Bullshit job ou travail porteur de sens ?
Un travail porteur de sens est source d’épanouissement personnel alors qu’un « boulot à la con » représente une atteinte à la dignité des travailleuses et travailleurs. Pour l’éviter, les vrai-es leaders invitent leurs équipes à collectivement trouver du sens dans leur activité.
Les bullshiters – en français, les baratineurs – sont connus pour être pénibles. Mais il y a pire : Ce sont les bullshit jobs (traduction officielle : « boulots à la con »), qui sont des emplois dépourvus de sens. David Graeber, inventeur de l’expression, les définit comme « un boulot si inutile, absurde, voire néfaste, que même le salarié ne peut en justifier l’existence, bien que le ‘contrat’ avec son employeur l’oblige à prétendre qu’il existe une utilité à son travail ».
On pourrait imaginer qu’il s’agit d’un phénomène marginal, mais la réalité est affligeante : un sondage a révélé que 40% des Néerlandais et Néerlandaises considèrent que leur travail n’a pas de raison d’exister. Il est de même pour 37% des Britanniques qui perçoivent leur emploi comme un bullshit job. Cela fait quand même beaucoup de personnes qui ne retirent aucune gratification psychologique de leur travail. Cela fait aussi beaucoup de candidates et candidats au boreout qui est une forme d’autodestruction par l’ennui.
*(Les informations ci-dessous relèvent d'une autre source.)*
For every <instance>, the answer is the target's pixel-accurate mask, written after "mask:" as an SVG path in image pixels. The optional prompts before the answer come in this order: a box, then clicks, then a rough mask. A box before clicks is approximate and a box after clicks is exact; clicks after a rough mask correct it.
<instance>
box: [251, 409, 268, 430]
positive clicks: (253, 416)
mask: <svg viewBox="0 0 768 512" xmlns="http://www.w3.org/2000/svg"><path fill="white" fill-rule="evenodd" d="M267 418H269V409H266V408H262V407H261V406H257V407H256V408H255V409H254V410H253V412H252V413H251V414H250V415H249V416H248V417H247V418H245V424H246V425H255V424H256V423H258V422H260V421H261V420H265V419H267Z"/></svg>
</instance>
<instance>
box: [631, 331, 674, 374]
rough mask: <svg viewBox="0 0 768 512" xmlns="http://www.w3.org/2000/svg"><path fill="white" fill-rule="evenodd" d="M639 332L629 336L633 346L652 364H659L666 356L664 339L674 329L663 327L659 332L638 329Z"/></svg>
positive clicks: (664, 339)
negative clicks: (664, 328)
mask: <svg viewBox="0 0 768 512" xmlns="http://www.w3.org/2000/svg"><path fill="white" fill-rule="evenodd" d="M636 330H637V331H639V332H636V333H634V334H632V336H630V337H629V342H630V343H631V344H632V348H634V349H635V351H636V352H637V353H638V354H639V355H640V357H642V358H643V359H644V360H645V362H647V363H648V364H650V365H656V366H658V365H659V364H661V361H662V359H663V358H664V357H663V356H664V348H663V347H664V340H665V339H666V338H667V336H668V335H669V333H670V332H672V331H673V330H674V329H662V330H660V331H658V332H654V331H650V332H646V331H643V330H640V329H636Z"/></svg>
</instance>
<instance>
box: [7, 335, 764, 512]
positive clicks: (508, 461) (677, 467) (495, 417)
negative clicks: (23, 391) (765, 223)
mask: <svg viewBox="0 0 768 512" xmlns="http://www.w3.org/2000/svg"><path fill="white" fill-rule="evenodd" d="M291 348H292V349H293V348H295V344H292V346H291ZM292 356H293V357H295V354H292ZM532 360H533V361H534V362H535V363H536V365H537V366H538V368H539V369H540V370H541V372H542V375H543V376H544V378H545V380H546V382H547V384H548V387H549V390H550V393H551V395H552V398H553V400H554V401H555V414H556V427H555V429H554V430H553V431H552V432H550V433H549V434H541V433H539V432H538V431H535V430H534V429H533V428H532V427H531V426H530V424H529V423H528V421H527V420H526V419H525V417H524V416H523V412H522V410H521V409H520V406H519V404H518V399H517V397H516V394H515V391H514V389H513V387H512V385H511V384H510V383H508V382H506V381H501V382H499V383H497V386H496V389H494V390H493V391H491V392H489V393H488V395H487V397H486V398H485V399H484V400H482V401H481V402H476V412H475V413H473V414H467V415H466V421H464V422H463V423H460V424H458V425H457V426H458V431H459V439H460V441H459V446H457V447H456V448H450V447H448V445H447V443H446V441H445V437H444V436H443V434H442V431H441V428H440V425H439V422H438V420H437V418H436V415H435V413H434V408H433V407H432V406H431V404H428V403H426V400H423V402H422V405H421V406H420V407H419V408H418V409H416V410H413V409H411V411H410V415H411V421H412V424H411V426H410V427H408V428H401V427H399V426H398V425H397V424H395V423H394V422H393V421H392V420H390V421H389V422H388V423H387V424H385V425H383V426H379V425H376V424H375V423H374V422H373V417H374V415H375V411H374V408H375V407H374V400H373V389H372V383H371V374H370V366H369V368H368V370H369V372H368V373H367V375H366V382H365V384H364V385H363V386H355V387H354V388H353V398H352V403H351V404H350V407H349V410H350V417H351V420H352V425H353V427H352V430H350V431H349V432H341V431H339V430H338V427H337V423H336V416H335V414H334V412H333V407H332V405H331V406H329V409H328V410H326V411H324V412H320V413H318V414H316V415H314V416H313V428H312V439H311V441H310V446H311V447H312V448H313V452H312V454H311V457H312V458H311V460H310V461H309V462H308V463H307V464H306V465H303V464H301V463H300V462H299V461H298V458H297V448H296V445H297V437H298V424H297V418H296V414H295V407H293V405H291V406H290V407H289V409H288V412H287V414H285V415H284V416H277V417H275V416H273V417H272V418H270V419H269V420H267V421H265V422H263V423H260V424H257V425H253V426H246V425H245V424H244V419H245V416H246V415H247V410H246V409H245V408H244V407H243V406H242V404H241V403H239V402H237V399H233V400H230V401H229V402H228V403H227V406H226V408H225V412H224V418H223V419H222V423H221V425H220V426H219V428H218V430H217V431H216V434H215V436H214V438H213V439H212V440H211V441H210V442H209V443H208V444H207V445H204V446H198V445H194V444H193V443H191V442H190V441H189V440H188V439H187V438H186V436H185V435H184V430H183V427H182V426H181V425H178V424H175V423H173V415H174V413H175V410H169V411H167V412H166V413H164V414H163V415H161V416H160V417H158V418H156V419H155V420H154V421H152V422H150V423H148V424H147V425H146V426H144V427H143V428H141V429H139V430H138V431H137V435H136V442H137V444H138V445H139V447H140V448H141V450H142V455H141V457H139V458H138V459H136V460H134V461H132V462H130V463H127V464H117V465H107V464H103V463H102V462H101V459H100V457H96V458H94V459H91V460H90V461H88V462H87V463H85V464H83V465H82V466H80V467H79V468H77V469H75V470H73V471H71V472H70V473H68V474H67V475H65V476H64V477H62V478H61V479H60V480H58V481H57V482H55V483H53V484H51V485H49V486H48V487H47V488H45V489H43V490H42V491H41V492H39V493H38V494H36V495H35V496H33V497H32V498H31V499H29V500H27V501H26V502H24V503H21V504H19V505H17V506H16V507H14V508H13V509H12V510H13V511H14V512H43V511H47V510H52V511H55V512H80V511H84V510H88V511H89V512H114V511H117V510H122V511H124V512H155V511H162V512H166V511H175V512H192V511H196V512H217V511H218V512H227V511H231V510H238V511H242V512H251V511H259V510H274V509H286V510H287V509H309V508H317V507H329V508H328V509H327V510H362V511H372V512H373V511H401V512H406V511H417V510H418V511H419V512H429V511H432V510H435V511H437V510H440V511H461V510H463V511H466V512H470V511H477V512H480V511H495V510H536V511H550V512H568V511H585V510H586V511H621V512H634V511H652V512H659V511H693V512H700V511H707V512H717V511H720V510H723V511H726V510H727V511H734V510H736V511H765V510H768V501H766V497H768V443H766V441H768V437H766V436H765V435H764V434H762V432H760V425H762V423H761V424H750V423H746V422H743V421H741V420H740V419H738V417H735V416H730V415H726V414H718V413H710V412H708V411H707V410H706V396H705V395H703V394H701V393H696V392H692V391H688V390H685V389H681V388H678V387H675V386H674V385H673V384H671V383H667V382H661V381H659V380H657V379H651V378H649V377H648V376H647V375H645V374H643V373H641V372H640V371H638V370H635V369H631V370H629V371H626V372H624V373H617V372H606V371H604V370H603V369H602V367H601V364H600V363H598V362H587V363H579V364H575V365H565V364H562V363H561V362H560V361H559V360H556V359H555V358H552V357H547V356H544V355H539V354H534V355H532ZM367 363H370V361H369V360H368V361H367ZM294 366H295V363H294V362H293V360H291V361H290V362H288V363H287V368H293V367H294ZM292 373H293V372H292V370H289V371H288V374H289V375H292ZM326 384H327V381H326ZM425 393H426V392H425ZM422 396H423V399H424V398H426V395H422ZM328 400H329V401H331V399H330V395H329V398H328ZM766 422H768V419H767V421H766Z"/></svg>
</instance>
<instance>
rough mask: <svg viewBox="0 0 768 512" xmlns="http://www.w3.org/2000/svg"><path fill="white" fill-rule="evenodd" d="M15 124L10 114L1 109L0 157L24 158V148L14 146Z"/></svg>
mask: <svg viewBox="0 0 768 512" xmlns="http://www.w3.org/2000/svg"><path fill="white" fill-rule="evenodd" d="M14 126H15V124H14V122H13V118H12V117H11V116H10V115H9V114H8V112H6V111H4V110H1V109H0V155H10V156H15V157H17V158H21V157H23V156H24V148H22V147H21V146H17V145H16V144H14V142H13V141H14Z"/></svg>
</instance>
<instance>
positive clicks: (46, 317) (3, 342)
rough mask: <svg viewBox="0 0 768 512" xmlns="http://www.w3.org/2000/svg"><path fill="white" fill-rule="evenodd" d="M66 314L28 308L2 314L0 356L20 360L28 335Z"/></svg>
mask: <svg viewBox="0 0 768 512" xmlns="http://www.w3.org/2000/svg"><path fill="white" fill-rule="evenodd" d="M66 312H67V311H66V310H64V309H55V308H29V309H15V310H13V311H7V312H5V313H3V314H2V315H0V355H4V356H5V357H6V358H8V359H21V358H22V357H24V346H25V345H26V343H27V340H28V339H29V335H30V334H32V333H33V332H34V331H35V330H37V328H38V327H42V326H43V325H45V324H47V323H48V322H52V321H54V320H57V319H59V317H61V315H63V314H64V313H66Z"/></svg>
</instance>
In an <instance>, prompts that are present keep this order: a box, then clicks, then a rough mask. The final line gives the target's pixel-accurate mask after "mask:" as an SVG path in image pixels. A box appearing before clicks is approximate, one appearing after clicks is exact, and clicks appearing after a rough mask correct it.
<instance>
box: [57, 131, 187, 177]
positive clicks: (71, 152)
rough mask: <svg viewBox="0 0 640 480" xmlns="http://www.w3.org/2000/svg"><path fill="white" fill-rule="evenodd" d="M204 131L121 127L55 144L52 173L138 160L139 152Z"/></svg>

Même sans aller jusqu’au boreout, consacrer près de huit heures par jour à faire un travail dépourvu de sens aboutit de toute façon à dévitaliser son existence. Ce gaspillage correspond à la moitié du temps d’éveil : une heure sur deux qui est jetée par la fenêtre. En réalité, c’est une atteinte à la dignité des travailleuses et des travailleurs. C’est tellement avilissant que même la Bible[1] interdit de faire un travail qui n’a pas de sens. Celle-ci ayant été écrite par les Hébreux il y a quelques milliers d’années, il apparait que le problème n’est pas nouveau, mais qu’il est suffisamment important pour faire l’objet d’une interdiction formelle.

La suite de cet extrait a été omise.